Healthy Living · Miscellaneous

Technological Overload?

My anxiety has been through the roof lately. Some of my people say this is because of everything I have on my plate – full time job, full time school, running a business, parenting, managing family life… and the list goes on and on and on. But I feel like that’s not it. I’ve always been a really driven person, the type that thrives on activity and forward progress. And then I realized the other day what was eating at me. It’s the screens. And I realized this, and am exploring this now, while tethered to a screen – no, the irony does not escape me.

So many waking hours are dominated by screens. The incessant ding of notifications from the phone. The work day – an office job almost cannot function without being parked in front of computer. In fact, it’s almost  beyond belief (and I’m not being trite) that society managed to do anything before laptops ruled our world. My job; my entire company – wouldn’t even exist in a world without computers. Imagine having to do something like produce a newspaper using the movable type printing press! Imagine having to read a newspaper to get news! Even my education is dominated by the computer, as the bulk of my degree is being completed as a distance education student, cramming school into an established (or is the word I’m look for entrenched?) adult life. And back to the phones for a minute – we cannot cope without having those tiny little screens within arm’s reach at all times. What if we miss a call, or even worse – an email? What if we have nothing to do while waiting somewhere for five minutes? What if we can’t check and see what time it is?
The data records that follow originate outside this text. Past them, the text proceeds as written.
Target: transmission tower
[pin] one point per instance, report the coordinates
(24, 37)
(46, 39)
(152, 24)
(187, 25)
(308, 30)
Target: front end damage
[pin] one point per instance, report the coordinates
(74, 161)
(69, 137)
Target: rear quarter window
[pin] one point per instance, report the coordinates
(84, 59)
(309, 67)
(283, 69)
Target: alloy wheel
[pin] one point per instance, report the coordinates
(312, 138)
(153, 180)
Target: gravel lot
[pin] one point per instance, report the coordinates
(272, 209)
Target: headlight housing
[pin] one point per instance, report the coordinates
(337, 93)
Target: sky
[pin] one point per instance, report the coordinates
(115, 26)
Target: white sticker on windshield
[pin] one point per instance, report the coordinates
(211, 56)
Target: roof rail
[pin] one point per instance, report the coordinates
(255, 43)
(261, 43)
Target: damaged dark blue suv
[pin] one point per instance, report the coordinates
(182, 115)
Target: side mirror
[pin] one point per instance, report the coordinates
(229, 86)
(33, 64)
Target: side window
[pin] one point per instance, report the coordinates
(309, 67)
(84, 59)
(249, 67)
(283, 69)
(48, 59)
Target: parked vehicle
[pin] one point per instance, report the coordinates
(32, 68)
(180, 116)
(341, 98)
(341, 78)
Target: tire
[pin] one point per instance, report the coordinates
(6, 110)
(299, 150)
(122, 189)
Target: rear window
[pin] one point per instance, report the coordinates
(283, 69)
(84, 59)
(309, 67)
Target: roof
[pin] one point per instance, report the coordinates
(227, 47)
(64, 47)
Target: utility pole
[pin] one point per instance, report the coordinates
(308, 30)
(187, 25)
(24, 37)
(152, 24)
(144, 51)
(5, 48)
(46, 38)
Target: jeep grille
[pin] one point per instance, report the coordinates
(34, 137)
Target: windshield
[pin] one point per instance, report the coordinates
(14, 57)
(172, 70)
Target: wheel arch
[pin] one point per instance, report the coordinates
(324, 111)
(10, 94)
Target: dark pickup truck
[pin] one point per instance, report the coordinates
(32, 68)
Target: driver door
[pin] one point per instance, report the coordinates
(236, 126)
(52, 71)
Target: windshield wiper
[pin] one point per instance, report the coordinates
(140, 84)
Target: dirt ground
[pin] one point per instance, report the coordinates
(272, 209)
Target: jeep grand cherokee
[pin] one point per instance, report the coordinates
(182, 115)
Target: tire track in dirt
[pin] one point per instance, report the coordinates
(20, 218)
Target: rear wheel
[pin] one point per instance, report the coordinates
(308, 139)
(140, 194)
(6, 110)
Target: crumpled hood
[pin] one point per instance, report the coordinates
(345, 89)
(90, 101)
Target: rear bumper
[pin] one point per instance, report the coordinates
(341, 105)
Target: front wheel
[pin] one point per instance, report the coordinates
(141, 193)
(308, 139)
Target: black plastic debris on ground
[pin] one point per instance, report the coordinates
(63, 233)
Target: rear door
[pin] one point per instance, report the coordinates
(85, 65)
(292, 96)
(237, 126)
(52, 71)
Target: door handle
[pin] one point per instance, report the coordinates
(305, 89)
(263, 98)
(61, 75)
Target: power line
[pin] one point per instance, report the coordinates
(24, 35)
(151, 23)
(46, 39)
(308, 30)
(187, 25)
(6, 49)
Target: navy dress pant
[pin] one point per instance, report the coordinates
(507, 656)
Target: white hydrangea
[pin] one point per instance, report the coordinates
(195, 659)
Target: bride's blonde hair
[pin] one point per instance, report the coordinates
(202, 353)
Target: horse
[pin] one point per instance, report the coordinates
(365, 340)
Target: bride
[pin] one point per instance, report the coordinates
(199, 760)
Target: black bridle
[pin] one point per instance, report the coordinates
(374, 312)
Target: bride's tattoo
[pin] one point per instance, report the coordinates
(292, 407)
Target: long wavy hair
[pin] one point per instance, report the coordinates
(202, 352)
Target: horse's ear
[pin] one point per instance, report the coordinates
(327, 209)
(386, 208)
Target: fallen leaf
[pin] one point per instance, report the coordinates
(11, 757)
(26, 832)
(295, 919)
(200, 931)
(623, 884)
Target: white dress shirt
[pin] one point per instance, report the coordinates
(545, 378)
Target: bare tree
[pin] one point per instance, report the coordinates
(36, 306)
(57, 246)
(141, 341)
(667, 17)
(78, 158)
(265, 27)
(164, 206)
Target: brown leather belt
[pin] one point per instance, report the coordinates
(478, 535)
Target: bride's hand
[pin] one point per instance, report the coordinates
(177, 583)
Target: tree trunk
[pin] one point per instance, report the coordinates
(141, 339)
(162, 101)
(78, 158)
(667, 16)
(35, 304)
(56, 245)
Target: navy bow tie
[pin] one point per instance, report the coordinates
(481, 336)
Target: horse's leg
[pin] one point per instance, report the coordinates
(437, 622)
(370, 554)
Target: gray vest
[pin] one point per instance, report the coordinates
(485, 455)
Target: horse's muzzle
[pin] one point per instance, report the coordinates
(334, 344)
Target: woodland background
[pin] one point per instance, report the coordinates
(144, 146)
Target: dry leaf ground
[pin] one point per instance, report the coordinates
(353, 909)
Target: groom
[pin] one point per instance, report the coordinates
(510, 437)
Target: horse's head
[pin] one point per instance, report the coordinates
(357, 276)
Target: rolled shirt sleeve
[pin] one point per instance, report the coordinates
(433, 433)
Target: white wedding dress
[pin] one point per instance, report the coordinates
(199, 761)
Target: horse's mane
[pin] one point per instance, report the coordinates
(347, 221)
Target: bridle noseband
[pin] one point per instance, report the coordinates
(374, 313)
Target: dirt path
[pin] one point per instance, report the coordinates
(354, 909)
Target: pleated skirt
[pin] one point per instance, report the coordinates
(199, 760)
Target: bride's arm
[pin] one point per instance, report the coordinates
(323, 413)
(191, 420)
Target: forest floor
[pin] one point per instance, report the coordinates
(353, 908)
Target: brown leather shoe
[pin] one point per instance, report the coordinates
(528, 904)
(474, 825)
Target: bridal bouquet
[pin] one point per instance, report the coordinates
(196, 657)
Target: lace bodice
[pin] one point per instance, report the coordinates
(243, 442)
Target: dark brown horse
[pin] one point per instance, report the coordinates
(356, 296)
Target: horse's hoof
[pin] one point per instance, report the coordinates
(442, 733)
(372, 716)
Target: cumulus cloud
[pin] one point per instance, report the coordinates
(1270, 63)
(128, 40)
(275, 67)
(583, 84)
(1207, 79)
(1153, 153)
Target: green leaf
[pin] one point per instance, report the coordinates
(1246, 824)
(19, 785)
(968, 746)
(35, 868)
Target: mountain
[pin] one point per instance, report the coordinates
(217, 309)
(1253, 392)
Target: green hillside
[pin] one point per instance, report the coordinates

And then there’s television. We don’t watch “television” in the traditional sense of mainstream network trash or cable. But we watch a lot of shows. We trend toward PBS, BBC and Amazon Prime documentaries and educational fare. And they’re wonderful – we can travel to Europe without going there, or live a day in the life of a Formula One driver, or live vicariously through the participants who get to do the living history experiments (those are my favorites). But instead of judiciously enjoying a show every now and then, we voraciously consume them on a daily basis. We are chained to the screens.

So screens are my problem, but what of the root cause? I think, for me, it is rooted in the lack of physicality. I largely lead a sedentary life, in front of screens. I often feel like a cog in a wheel, or worse – like I am trapped inside a little box (built of screens, naturally). I feel disconnected from – and this will sound very melodramatic – reality. I certainly don’t mean this in the sense that I feel like I’m losing a grip on mental acuity, but more in the sense that I miss having a kinetic life. Lately, I feel this loss keenly – the fiber of my being seems to be craving movement in an almost visceral, primal way. The other day I wanted to play the piano so badly – to create something real, and move, and feel deeply the rhythm of sound – that I very nearly cried. I am anxiously counting the days until it’s warm enough to be in the garden – moving and pulling out dead plants, digging in the dirt, planting seeds. But the irony is, I also feel like the screens paralyze me. At the end of a long day of screening, I am so mentally tired, that movement – though I crave it so – remains only a craving, an instinct. And so it’s this vicious cycle of wanting something different (dare I say better?), but being unable to break free.

Well, that was personal. But now that it’s out there, I’m getting off the computer. I’m going to do something with my hands. It’s about time for the spring cleaning tasks, so there’s no time like the present to start some. I must find a way to rid my life of the clutter and the screens and the shackles of modern day living, and to make technology work for me, instead of the other way around.